LA MORADA DEL REINO DE CRISTO
Los miembros de la iglesia universal están profundamente unidos entre sí en Cristo, así como son partícipes de la comunión entre el Padre, el Hijo y el Espíritu Santo. Esta comunión espiritual permite a los creyentes, como individuos y como cuerpo corporativo, ser libres de la corrupción del pecado que una vez los gobernó, mientras que también los une como el cuerpo corporativo de Cristo, el santuario vivo de Dios en la tierra, y el agente principal del reino de Cristo (Mt 16:19). Cristo inició este aspecto de Su reinado al orar justo antes de Su traición:
Mas no ruego solo por estos, sino también por los que han de creer en Mí por la palabra de ellos, para que todos sean uno. Como Tú, oh Padre, estás en Mí y yo en Ti, que también ellos estén en Nosotros, para que el mundo crea que Tú me enviaste. La gloria que me diste les he dado, para que sean uno, así como Nosotros somos uno: Yo en ellos, y Tú en Mí, para que sean perfeccionados en unidad, para que el mundo sepa que Tú me enviaste, y que los amaste tal como me has amado a Mí (Jn 17:20-23).

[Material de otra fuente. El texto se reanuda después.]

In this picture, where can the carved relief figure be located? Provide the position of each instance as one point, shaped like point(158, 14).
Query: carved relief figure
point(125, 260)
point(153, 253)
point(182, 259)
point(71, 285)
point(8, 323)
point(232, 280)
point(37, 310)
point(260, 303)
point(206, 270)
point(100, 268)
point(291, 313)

No hay duda de que Cristo dirige a Su iglesia y de que la iglesia está unida a Él por medio del Espíritu Santo, a quien los apóstoles se refieren como «el Espíritu de Cristo» (Rom 8:9; 1 Pe 1:11). El Espíritu no solo es eficaz en la regeneración del creyente, sino que también es el sustento regular que capacita al cristiano para vivir como ciudadano del reino de Cristo. La realeza de Cristo tiene una aplicación bidireccional. Establece una relación apropiada entre Dios y Su pueblo porque Cristo es verdaderamente humano, pero también establece una relación apropiada entre Su pueblo y Dios porque Cristo es verdaderamente divino. Gracias a Cristo, podemos estar unidos a Dios y disfrutar de todas las bendiciones inherentes a esa unión.
El carácter y la obra de la Iglesia están fundados en Cristo, vivificados por Su Espíritu y dirigidos hacia los fines de Su reino. Él está en nosotros y nosotros en Él. Cristo es más que un santo de nuestra tradición o un profeta de Dios; Él es el cumplimiento de las expectativas de las Escrituras hebreas. Nuestros corazones son conformados a Su corazón real a través de la obra del Espíritu en la santificación, y debido a nuestra unión espiritual con Él anhelamos que Su reino venga en su plenitud.